Nella vita, se posso, taccio: mi piace ascoltare, guardare, pensare.
Sulla carta o sulla lavagnetta del blog arrivano gli effetti secondari di queste attività.
Arrivano senza premeditazione o finalità utilitaristica e sono l'equivalente di quello che provo.
Adesso, per esempio, avrei una gran voglia di mettere per iscritto l'istinto relazionale dei ragni, ma non ho tempo e mi tocca scappare via.

:)

Un saluto grande a tutti

Barbara Cerquetti ha detto...

Io adoro, adoro e adoro le tue analogie (e un pochetto le invidio).
Il cappotto rivoltato mi ha mandata in brodo di giuggiole.

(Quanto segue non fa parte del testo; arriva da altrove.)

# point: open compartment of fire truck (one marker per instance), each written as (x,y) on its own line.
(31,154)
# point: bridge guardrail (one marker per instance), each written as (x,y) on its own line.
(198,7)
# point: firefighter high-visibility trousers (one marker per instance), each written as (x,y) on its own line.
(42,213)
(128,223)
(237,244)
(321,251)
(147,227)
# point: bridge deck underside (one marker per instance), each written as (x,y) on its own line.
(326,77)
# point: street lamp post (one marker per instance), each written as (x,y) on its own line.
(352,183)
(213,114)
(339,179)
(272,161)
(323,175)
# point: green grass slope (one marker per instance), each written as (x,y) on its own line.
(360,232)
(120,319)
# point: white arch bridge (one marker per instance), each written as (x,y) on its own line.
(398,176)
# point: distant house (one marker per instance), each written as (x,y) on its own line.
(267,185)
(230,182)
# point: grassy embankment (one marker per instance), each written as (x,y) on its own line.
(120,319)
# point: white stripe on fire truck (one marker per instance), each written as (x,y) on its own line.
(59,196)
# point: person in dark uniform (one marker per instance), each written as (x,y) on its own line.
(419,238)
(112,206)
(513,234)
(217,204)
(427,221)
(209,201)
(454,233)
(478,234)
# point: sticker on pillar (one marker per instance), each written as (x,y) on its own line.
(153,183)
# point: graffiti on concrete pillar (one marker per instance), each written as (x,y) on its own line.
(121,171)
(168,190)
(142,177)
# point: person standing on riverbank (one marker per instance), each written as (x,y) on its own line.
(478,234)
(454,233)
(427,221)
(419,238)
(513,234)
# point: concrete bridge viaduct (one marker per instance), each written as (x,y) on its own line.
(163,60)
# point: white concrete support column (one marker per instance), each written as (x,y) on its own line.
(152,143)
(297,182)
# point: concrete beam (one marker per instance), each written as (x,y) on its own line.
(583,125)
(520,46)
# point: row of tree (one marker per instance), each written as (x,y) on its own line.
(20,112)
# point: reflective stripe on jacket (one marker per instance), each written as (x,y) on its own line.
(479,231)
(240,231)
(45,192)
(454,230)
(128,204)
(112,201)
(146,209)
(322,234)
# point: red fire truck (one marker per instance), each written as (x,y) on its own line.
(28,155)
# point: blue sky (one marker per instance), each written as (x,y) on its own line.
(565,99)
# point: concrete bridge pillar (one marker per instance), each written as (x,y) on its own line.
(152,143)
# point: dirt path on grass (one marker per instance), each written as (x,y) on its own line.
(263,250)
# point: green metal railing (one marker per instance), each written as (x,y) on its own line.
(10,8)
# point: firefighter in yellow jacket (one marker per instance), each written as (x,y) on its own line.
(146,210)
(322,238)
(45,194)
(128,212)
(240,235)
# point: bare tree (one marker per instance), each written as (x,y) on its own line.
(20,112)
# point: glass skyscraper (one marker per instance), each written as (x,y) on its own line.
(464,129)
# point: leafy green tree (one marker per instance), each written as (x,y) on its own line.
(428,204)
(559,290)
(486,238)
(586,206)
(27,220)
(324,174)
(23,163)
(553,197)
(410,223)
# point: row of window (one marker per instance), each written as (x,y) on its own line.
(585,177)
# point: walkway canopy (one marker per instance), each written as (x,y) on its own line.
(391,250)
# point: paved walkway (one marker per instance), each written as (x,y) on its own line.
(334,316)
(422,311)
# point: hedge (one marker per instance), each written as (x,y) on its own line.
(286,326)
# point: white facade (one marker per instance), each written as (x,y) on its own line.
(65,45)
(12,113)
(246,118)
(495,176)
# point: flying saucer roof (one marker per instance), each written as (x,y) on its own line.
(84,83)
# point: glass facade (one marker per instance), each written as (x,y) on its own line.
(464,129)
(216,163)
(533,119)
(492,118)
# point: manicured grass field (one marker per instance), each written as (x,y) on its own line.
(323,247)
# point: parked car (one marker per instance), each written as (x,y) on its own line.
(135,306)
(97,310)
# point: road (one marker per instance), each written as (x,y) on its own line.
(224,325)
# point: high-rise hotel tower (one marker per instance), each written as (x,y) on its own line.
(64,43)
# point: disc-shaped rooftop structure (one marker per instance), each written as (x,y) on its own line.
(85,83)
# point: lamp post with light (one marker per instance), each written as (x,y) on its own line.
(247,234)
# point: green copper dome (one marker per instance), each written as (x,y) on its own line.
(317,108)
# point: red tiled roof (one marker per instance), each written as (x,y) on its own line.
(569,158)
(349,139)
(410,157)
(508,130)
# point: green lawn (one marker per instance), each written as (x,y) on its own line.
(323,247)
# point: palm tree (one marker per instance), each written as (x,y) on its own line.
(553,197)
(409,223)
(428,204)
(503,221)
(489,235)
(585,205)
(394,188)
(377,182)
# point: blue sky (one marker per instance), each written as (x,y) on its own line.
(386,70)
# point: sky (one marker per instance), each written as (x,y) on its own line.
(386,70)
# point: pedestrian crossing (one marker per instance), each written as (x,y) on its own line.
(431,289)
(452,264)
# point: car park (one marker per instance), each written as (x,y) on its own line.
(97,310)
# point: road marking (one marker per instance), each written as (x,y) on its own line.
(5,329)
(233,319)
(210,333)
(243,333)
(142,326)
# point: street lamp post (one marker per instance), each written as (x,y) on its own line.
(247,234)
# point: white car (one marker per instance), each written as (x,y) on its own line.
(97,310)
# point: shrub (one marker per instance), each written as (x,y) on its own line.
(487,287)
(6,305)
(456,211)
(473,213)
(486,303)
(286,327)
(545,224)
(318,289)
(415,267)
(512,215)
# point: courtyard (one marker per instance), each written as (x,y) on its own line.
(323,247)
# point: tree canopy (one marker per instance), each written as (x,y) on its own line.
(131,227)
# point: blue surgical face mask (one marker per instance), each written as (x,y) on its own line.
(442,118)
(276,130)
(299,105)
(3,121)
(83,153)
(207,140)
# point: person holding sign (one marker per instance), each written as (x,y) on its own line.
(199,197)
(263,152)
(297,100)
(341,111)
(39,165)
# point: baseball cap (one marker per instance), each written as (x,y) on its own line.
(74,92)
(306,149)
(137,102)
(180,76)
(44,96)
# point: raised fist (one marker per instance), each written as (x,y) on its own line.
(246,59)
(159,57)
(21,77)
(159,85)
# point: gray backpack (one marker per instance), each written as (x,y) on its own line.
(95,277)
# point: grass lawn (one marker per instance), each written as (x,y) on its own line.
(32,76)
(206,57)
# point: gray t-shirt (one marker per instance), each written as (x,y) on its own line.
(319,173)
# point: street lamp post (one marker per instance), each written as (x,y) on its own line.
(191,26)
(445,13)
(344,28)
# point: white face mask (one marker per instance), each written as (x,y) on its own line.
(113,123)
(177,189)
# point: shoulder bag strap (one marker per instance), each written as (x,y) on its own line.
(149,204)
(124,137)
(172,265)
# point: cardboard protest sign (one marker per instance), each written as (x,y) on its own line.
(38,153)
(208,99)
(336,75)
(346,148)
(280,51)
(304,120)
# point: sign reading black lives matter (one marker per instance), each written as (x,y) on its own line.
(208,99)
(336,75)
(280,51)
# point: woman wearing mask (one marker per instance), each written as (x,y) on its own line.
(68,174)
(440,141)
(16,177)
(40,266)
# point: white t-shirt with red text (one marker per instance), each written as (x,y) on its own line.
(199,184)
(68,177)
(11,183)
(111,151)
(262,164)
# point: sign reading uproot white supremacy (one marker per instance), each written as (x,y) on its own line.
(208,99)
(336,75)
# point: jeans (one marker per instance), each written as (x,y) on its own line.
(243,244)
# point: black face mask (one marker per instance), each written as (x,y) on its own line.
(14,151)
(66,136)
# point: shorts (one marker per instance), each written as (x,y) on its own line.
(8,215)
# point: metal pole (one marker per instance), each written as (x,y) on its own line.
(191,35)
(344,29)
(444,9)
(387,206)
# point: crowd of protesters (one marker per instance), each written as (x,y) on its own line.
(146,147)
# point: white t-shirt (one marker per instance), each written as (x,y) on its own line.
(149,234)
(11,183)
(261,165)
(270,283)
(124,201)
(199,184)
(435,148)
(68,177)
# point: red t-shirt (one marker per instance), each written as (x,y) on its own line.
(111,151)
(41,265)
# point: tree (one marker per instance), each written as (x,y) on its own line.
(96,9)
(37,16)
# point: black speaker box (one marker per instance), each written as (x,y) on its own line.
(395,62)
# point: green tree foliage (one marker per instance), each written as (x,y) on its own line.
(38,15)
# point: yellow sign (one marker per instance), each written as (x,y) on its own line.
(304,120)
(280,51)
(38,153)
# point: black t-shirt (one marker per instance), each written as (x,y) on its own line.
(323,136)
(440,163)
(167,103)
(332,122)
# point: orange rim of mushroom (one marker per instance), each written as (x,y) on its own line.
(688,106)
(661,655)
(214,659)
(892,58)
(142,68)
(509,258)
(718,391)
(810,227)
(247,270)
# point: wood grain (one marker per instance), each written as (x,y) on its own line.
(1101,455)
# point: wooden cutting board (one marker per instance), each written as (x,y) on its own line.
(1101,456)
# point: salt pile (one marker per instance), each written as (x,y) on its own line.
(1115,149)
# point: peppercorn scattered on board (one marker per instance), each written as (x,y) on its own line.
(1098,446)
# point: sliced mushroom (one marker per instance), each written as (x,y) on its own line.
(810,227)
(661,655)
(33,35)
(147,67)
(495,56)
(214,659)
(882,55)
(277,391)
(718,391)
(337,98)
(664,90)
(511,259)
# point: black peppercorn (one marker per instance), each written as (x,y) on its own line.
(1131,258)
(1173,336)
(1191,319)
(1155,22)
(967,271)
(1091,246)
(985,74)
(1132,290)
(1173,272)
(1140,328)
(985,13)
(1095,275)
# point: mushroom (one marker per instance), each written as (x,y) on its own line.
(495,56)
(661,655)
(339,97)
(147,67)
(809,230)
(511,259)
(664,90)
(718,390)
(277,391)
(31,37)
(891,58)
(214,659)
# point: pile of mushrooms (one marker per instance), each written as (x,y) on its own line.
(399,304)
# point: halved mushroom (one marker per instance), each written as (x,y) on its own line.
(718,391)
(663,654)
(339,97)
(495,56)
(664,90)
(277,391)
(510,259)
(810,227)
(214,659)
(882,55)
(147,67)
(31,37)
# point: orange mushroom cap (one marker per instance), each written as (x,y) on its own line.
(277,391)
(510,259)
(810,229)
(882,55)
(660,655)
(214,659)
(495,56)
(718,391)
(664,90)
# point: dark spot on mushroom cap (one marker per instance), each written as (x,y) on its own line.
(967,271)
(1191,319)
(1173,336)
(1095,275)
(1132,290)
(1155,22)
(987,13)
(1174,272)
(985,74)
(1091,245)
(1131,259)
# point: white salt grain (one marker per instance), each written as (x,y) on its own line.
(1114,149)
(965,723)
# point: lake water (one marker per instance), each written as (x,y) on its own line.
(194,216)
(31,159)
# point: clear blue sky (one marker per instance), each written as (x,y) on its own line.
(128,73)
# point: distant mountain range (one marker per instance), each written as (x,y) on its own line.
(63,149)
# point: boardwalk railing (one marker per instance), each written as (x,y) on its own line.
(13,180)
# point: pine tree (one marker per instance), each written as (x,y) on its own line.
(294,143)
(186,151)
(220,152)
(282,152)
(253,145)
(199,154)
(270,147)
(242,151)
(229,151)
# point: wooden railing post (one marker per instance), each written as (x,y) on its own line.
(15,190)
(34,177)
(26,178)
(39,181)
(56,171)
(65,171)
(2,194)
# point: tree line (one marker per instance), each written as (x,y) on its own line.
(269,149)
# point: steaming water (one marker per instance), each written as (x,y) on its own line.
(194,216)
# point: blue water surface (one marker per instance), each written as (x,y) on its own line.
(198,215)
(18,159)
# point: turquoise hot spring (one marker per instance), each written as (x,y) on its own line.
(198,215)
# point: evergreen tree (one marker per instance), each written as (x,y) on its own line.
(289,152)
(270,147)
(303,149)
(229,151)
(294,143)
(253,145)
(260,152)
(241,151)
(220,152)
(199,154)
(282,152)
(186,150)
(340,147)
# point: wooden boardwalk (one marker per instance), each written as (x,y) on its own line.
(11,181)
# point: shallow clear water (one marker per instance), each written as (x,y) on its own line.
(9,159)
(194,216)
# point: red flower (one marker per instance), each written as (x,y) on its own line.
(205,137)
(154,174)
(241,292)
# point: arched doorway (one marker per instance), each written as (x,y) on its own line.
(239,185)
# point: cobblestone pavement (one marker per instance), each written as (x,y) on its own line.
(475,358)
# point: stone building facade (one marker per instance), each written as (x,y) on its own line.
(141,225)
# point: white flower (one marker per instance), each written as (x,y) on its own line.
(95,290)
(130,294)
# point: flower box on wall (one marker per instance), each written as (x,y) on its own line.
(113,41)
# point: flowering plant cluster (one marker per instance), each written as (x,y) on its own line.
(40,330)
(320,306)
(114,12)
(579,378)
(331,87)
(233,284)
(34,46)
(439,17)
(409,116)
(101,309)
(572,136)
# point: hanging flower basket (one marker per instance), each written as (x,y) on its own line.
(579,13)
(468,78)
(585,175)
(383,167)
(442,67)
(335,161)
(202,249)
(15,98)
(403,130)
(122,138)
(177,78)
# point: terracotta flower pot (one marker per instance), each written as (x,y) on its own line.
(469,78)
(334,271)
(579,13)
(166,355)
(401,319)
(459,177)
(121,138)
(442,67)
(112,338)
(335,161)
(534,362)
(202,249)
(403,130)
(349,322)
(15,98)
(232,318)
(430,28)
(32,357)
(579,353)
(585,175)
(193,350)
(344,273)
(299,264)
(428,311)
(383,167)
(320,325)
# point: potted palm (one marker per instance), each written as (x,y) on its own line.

Non so che darei per scrivere così bene.

Se esiste un zena fan club fammelo sapere che voglio la tessera.

Anonimo ha detto...

§§
Barbara:)
Ma lo sai che a volte mi devo proprio trattenere con le analogie, ché, sennò, succede che mi capisco solo io. Allora mi impongo la modica quantità.
C'è che le analogie sono la scorciatoia della scrittura: invece di star lì a spiegare questo e quello, si taglia giù, si annodano le immagini...
Nascono dei vicinati inattesi, insomma, a dimostrazione che il mondo, espresso in sensazioni, sarebbe molto, molto più piccolo e 'corrispondente'.
Un abbraccio d'affetto.
(e grazie)
zena

Silvia ha detto...

Ecco, vedi la risposta che hai dato a Barbara?
Un piccolo gioiellino di parole, delicato e prezioso come una collana di perle.